One correlate to this hypothesis recognizes that “single-stranded RNA” is something of a misnomer. A 30-kb genome cannot exist as an incredibly long rope of RNA. Rather, it is routinely organized into highly base-paired “double stranded” regions that fold back onto themselves in potentially complex stem-loop and pseudoknot structures. Virus-encoded helicase is essential precisely because these structures would otherwise be an absolute impediment to RNA duplication, as well as recombination. Despite RNA structure prediction programs, we have a poor understanding of these structures, but a correlate of the breakpoint hypothesis would be that “breakpoint sequences” separate structural regions of RNA as they do functional regions of RNA and protein. It has also been suggested that single-stranded interstices or loops may be preferential targets of RNase-mediated recombination by a breakage-and-repair mechanism [see reference 22]. An illustration of a possible RNA structure for the RBD insert is shown in Supplementary Fig. S1. While such proposed structures are hypothetical and speculative, this example shows the extraordinary potential of base-pairing and double-stranded structure that lies hidden in single-stranded RNA code. When recombination preferentially occurs at breakpoints between such structures, the overall structural integrity of the RNA genome would therefore be preserved.

The identification of CAGAC and CAGAT as such “breakpoint sequences” may be only one of many similar signals in RNA code. We already know of the TRS (ACGAAC) for transcription [14], start and stop codons for translation, and the longer stem-loop structures that regulate the molecular biology of many viruses. There may be many more.

I would end with a warning. Karst limestone formations extend widely across southern China, from Yunnan province through Guangxi province and into westernmost Guangdong province. Portions of such wilderness are designated a UNESCO World Heritage Site (https://whc.unesco.org/en/list/1248). The limestone is riddled with caves carved by water flow that are occupied by large colonies of bats. Several colonies of both insectivorous microbats and fruit macrobats can occupy the same caves. Bats and bat viruses of innumerable variety cohabit this ecological environment, providing ample and ongoing opportunities for mixed infection of bats by a variety of bat coronaviruses [10, 11, 31,32,33]. Likewise, bat guano, mined for fertilizer, is a viral soup with many contributing sources. The proximal source of SARS-CoV-2, and particularly of the critical sequences in the RBD or furin-sensitive site, remains to be identified.
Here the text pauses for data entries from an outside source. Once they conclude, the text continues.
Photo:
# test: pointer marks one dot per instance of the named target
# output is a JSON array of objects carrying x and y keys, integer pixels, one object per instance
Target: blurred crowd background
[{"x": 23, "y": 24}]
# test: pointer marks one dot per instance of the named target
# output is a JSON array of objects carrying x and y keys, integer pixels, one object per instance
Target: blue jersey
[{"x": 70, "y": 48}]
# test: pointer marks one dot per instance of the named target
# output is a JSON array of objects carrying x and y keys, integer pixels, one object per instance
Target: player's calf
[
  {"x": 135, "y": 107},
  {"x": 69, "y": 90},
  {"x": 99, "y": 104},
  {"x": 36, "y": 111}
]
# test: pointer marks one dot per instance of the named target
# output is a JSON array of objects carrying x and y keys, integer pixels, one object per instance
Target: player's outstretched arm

As these recombination processes are endless, natural and ongoing, the possibilities for emergence of pandemic viruses from these natural virological parks of Southeast Asia are also endless. As the emergence of the 1918 pandemic influenza virus from western Kansas [34, 35], hantavirus from the American Southwest [36], Ebola virus from Africa [37], and Zika virus from Africa via South America [38] prove, emergence can occur from every wilderness area on planet Earth. Every human virus represents an emergence from an animal source. In the past, they have occurred only occasionally, but in the 21st century, the emergence of a pandemic virus has just changed the world as we have known it.